To be sure, skepticism abounds as the new MS treatment is far from proven. But while neurologists warn against false hope, many MS patients are seeking this treatment and many of them are seeing significant improvements afterward.
I don't blame them. A large subset of the MS community has no access to any treatment whatsoever. People like me who fall under the "secondary progressive" (SP) label of the disease are asked to wait while the science sorts all the controversy out.
I'm all for sound scientific methods, but when patients are suffering, and time isn't on their side, governments need to accelerate the treatment of this disease. MS is the leading cause of neurological disorders among young adults. Canada has one of the highest incidence in the world. The social and economic cost of the disease is huge. Of course, a revolutionary treatment for MS will upset Big Pharma, but who cares? Even if 10% of MS patients find some benefit with this new treatment, it's worth funding it.
Finally, I can't overemphasize the importance of taking large doses of vitamin D, especially if you suffer from chronic diseases. It's interesting to note that scientists researching the sunshine vitamin are so convinced of its benefits they’re popping far more than the recommended amounts.
I am up to 20,000 IUs a day, which I've been taking for several months now in the form of vitamin D liquid drops every morning in a glass of water (each drop is 1,000 IUs) and feel great (talk to your physician before increasing your uptake).

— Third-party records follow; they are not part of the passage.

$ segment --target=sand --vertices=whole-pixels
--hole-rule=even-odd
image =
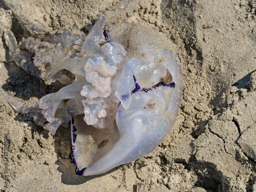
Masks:
[[[98,13],[118,1],[16,2],[28,20],[45,31],[86,32],[86,24],[95,23]],[[32,103],[52,88],[12,61],[3,33],[12,30],[18,41],[29,33],[17,18],[0,0],[0,84]],[[255,1],[141,0],[127,22],[163,33],[179,56],[183,100],[172,130],[146,157],[81,177],[70,163],[68,129],[53,137],[0,97],[1,191],[256,191]]]

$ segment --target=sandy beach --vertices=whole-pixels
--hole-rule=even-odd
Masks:
[[[20,41],[29,36],[22,26],[31,23],[46,32],[87,33],[119,1],[12,1],[29,22],[19,23],[0,0],[0,84],[32,103],[53,88],[15,65],[4,32]],[[69,128],[53,136],[0,96],[1,191],[256,191],[256,2],[141,0],[126,22],[162,33],[179,58],[182,101],[171,131],[143,158],[79,176]]]

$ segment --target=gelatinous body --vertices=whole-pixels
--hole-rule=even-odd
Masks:
[[[11,32],[5,34],[18,66],[62,88],[33,105],[0,93],[53,135],[71,121],[72,161],[84,176],[151,152],[181,99],[181,67],[168,40],[139,25],[106,24],[101,15],[87,35],[60,29],[18,45]]]

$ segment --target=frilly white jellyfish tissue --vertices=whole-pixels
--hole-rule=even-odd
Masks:
[[[15,5],[6,3],[15,12]],[[181,100],[181,69],[169,40],[146,27],[106,18],[100,15],[87,35],[61,29],[18,44],[11,31],[5,33],[18,66],[61,87],[32,105],[2,88],[0,94],[52,135],[70,123],[72,161],[83,176],[152,152],[173,125]]]

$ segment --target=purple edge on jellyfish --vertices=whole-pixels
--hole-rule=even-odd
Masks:
[[[134,80],[134,82],[135,83],[135,89],[134,89],[133,91],[132,91],[132,94],[133,93],[135,93],[137,92],[138,91],[143,91],[146,93],[147,93],[148,91],[152,90],[153,89],[156,89],[156,88],[159,87],[160,86],[163,86],[163,87],[168,87],[171,88],[175,88],[175,83],[174,82],[173,82],[170,83],[165,83],[163,81],[160,81],[159,83],[155,84],[154,86],[152,86],[151,88],[142,88],[141,89],[140,88],[140,86],[139,85],[139,84],[136,82],[136,78],[135,78],[135,76],[134,75],[133,75],[133,79]]]
[[[132,95],[133,94],[137,92],[137,91],[143,91],[146,93],[147,93],[147,92],[148,91],[151,91],[153,89],[156,89],[156,88],[159,87],[160,86],[168,87],[170,88],[175,88],[175,83],[174,82],[173,82],[170,83],[165,83],[164,82],[160,81],[159,83],[152,86],[152,87],[151,88],[147,88],[147,88],[142,88],[142,89],[141,89],[140,88],[140,86],[139,85],[139,83],[136,82],[137,80],[136,80],[136,78],[135,76],[134,76],[134,75],[133,75],[133,79],[134,80],[134,83],[135,83],[136,88],[133,91],[132,91],[132,93],[131,93]],[[126,96],[126,95],[122,96],[125,97]],[[119,103],[118,104],[118,107],[119,106],[119,105],[120,104],[120,103],[121,103],[121,101],[119,102]],[[77,135],[75,133],[75,132],[76,132],[77,130],[74,125],[74,122],[75,122],[75,119],[74,119],[74,117],[72,117],[72,118],[71,119],[71,124],[72,124],[72,126],[73,141],[73,143],[75,143],[75,142],[76,141],[76,137],[77,136]],[[75,159],[75,156],[74,156],[74,151],[75,151],[75,146],[74,145],[73,145],[72,150],[73,150],[73,152],[71,153],[71,159],[71,159],[71,163],[74,163],[76,165],[76,160]],[[87,167],[84,167],[84,168],[81,169],[81,170],[80,170],[79,169],[78,169],[77,168],[77,166],[76,167],[76,174],[77,175],[82,176],[83,175],[83,173],[84,172],[84,170],[86,170],[87,168]]]

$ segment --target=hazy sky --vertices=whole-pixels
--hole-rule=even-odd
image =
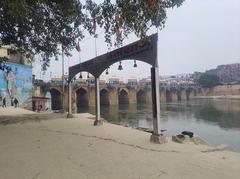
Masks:
[[[149,34],[156,32],[151,29]],[[100,55],[108,50],[103,30],[98,27],[97,33]],[[135,40],[130,35],[124,44]],[[80,46],[82,62],[95,56],[93,37],[86,35]],[[73,50],[72,54],[65,57],[65,72],[68,66],[79,63],[79,53]],[[240,63],[240,0],[186,0],[181,7],[169,10],[166,27],[159,31],[158,54],[160,75],[193,73],[220,64]],[[39,62],[34,63],[33,73],[39,78],[38,66]],[[145,63],[138,62],[138,68],[133,68],[133,61],[124,61],[122,71],[117,67],[118,64],[110,67],[108,77],[150,76],[150,66]],[[48,79],[50,72],[53,76],[61,75],[61,60],[53,60],[41,78]],[[105,74],[102,76],[107,78]]]

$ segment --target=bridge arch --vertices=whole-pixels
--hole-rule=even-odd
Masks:
[[[51,109],[60,110],[62,108],[61,92],[56,88],[50,88]]]
[[[129,104],[128,91],[125,89],[120,89],[118,92],[118,104]]]
[[[71,103],[71,90],[73,77],[82,71],[91,73],[95,77],[95,113],[96,119],[94,125],[101,125],[100,118],[100,75],[116,62],[123,60],[139,60],[150,64],[151,67],[151,82],[152,82],[152,106],[153,106],[153,135],[151,136],[152,142],[159,142],[161,134],[160,128],[160,101],[159,101],[159,71],[158,71],[158,34],[153,34],[148,37],[148,40],[138,40],[129,45],[123,46],[111,52],[97,56],[91,60],[79,63],[69,67],[68,75],[68,116],[72,117],[72,103]],[[121,67],[121,66],[119,66]],[[121,69],[121,68],[120,68]],[[126,90],[120,90],[118,93],[119,104],[129,104],[129,96]],[[156,140],[157,139],[157,140]]]
[[[101,106],[109,106],[110,105],[109,91],[106,88],[103,88],[100,91],[100,105]]]
[[[137,104],[147,103],[147,94],[146,91],[140,89],[137,92]]]
[[[78,88],[76,90],[76,105],[77,110],[88,107],[88,91],[85,88]]]
[[[170,89],[166,89],[166,101],[171,102],[172,101],[172,92]]]

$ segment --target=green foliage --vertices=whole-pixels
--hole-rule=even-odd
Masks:
[[[204,88],[212,88],[220,84],[219,77],[217,75],[207,73],[200,76],[198,83]]]
[[[134,32],[145,38],[151,26],[163,28],[166,9],[179,7],[184,0],[1,0],[0,45],[14,44],[20,52],[40,54],[44,67],[64,47],[66,55],[83,31],[93,34],[93,21],[105,30],[105,41],[113,45],[116,24],[120,42]],[[119,17],[119,21],[116,22]]]

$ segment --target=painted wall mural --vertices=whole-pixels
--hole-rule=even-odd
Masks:
[[[32,67],[6,62],[12,71],[6,73],[0,70],[0,98],[6,98],[7,105],[11,99],[17,98],[19,105],[31,108],[32,98]]]

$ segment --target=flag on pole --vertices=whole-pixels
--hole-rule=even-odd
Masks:
[[[93,33],[95,34],[97,30],[96,18],[93,19]]]
[[[148,0],[148,5],[150,8],[154,8],[156,6],[156,0]]]
[[[78,39],[78,42],[77,42],[77,44],[76,44],[76,50],[77,50],[78,52],[81,52],[81,48],[80,48],[80,44],[79,44],[79,39]]]
[[[119,16],[118,15],[115,16],[115,21],[116,21],[116,28],[115,28],[116,40],[117,40],[117,43],[119,43],[119,41],[121,39],[121,31],[120,31],[120,27],[119,27]]]

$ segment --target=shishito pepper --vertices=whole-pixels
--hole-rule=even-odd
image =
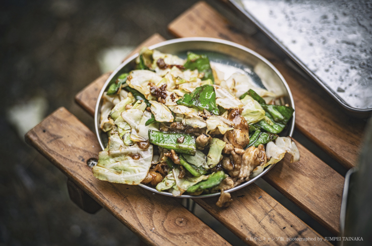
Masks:
[[[197,87],[191,93],[185,94],[177,103],[179,105],[196,108],[199,110],[205,109],[215,115],[219,115],[218,108],[216,104],[216,92],[210,85]]]
[[[210,67],[209,59],[205,55],[197,55],[192,52],[187,53],[187,61],[184,66],[187,69],[197,69],[199,72],[204,73],[202,80],[210,79],[214,83],[214,77]]]
[[[248,147],[251,146],[254,146],[254,147],[257,147],[260,144],[265,144],[270,141],[272,141],[276,139],[278,136],[276,135],[274,135],[272,133],[269,133],[267,132],[260,132],[259,130],[257,130],[253,133],[253,135],[252,136],[252,139],[249,139],[249,143],[247,146],[245,148],[247,149]],[[256,132],[258,132],[258,134],[254,136]],[[253,137],[253,136],[254,137]]]
[[[151,104],[148,102],[148,100],[146,99],[145,96],[137,90],[135,90],[129,86],[125,86],[124,87],[124,89],[126,91],[131,92],[132,95],[133,95],[133,96],[135,98],[135,100],[140,101],[143,100],[143,102],[144,102],[146,105],[147,105],[147,107],[151,106]]]
[[[292,117],[293,112],[295,112],[293,108],[291,107],[266,104],[265,100],[252,89],[249,89],[242,97],[247,95],[249,95],[254,100],[259,103],[261,107],[266,112],[265,116],[270,120],[268,121],[267,118],[266,120],[261,120],[257,123],[249,126],[250,131],[262,128],[271,133],[279,133],[284,129],[286,124]],[[267,122],[268,121],[269,123]]]
[[[190,164],[186,161],[186,159],[182,155],[180,156],[180,163],[194,176],[199,177],[207,173],[207,170],[203,167],[196,167],[192,164]]]
[[[195,138],[187,134],[149,130],[148,137],[150,143],[167,149],[174,150],[177,153],[194,155],[196,152]],[[179,142],[181,139],[183,139],[183,141]]]
[[[126,82],[126,78],[129,73],[122,73],[120,74],[115,82],[112,83],[109,86],[109,89],[107,90],[107,95],[114,95],[119,90],[122,85]]]
[[[189,187],[187,192],[193,193],[200,191],[205,189],[209,189],[218,185],[226,178],[225,173],[223,171],[219,171],[211,174],[208,179],[196,184]]]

My disease has progressed extremely slowly over the last 13 years, but it has progressed. And I've particularly been through a lot of personal hardship over the last four years, things I wouldn't wish on my worst enemies, but it has made me a lot wiser and a lot stronger. "Persevere no matter what" is what I keep telling myself every day. There is hope, and no matter how bad it gets, there are people out there suffering a lot worse things in life.
I leave you with a presentation from Dr. Michael Dake, a professor at the Department of Cardiothoracic Surgery at Stanford University's School of Medicine. There are two parts, both worth watching. As we move into 'post-liberation' politics, many MS patients should finally get the answers they're looking for and hopefully for many of them, the quality of their lives will drastically improve.